Featured in 11 Wing Recipes to Make Your Super Bowl Soar
These are sticky.
These are messy.
These are the best darn chicken wings I've ever had.
As in keep them away from me or I'll eat them all. As in protect your wings or I'll take them when you're not looking.
As in you'll need more napkins because these wings really are finger-licking awesome.
I don't really drink (half a glass of wine and I have a hard time stringing together a sentence), but I always keep a bottle of good bourbon whisky in the cabinet because I love to cook with it.
Bourbon imparts a subtle smoky flavor when used in cooking, and when paired with maple syrup? Oh my. Perfect.
For those of you concerned about the alcohol level in this wings, almost all of it boils away. It is not remotely discernible in the taste.
So are they kid-friendly? Yes. Though as I mentioned they are sticky and messy and you certainly don't want to give them to a four-year old sitting on a white couch. Enjoy!
One Wing Recipe Is Never Enough
- Old Bay Chicken Wings
- Miso Glazed Chicken Wings
- Cacio e Pepe Chicken Wings
- Teriyaki Chicken Wings
- Classic Buffalo Wings
Bourbon Maple Glazed Chicken Wings
If you buy whole chicken wings, cut away and discard the wing tips (or save for stock), and separate the drumettes from the rest of the wing with a cleaver or a sharp knife. Single segment wing pieces are much easier to eat as finger food.
- 2 pounds chicken wings
- 1 tablespoon butter
- 2 tablespoons grated onion (use small hole grater)
- 1/2 cup bourbon whisky
- 3/4 cup maple syrup (grade A)
- 2 tablespoons tomato paste
- 2-inch sprig fresh rosemary (or 1 teaspoon dry)
- 1 1/2 teaspoon salt
- 1/2 teaspoon black pepper
- 1/4 teaspoon Tabasco (more or less to taste)

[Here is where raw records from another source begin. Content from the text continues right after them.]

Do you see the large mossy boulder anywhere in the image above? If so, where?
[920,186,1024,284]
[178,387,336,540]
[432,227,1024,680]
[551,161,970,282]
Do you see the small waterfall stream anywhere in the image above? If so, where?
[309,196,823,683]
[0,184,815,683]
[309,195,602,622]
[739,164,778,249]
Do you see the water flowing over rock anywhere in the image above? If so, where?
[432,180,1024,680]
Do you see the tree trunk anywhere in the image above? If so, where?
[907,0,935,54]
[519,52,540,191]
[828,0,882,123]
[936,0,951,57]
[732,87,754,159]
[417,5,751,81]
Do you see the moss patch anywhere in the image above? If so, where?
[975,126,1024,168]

Make the bourbon maple glaze:
Melt butter in a medium saucepan on medium heat. Add the grated onion and cook for 2 to 3 minutes.
Add the bourbon whisky, the maple syrup, tomato paste, rosemary, salt, pepper, and Tabasco. Whisk to combine. Bring to a low simmer. Simmer for 5 minutes.
(Optional) Marinate the wings in the glaze:
If you want you can marinate the wings for an hour, or overnight in the glaze. Just let the glaze cool for a few minutes, then toss half of the glaze mixture in a bowl with the wings, cover with plastic wrap and chill. Reserve the remaining half of the glaze mixture to glaze the wings at the end.
Coat wings with glaze and arrange on roasting pan:
Preheat oven to 350°F. If you haven't marinated the wings, place them in a bowl and pour half of the bourbon maple sauce over the wings, returning the remaining sauce to the stovetop.
Toss the wings with the sauce to coat.
Arrange the wings on an oiled, foil-lined baking pan, with space between each wing.
Roast the wings:
Roast the wings at 350°F for 20 minutes, then turn the wings over and roast them an additional 15 to 25 minutes, or until nicely browned. Lower the heat or remove from oven if the wings start getting too dark.
Boil remaining glaze until thickened:
While the wings are roasting, boil the remaining sauce until it thickens slightly and can coat the back of a spoon, then remove from heat.
If it is taking too long for the sauce to reduce, pour it into a wide shallow pan and bring to a boil. The wider pan will make sauce evaporate more easily.
Coat cooked wings in glaze:
When wings are done, remove them to a bowl and toss with the remaining sauce.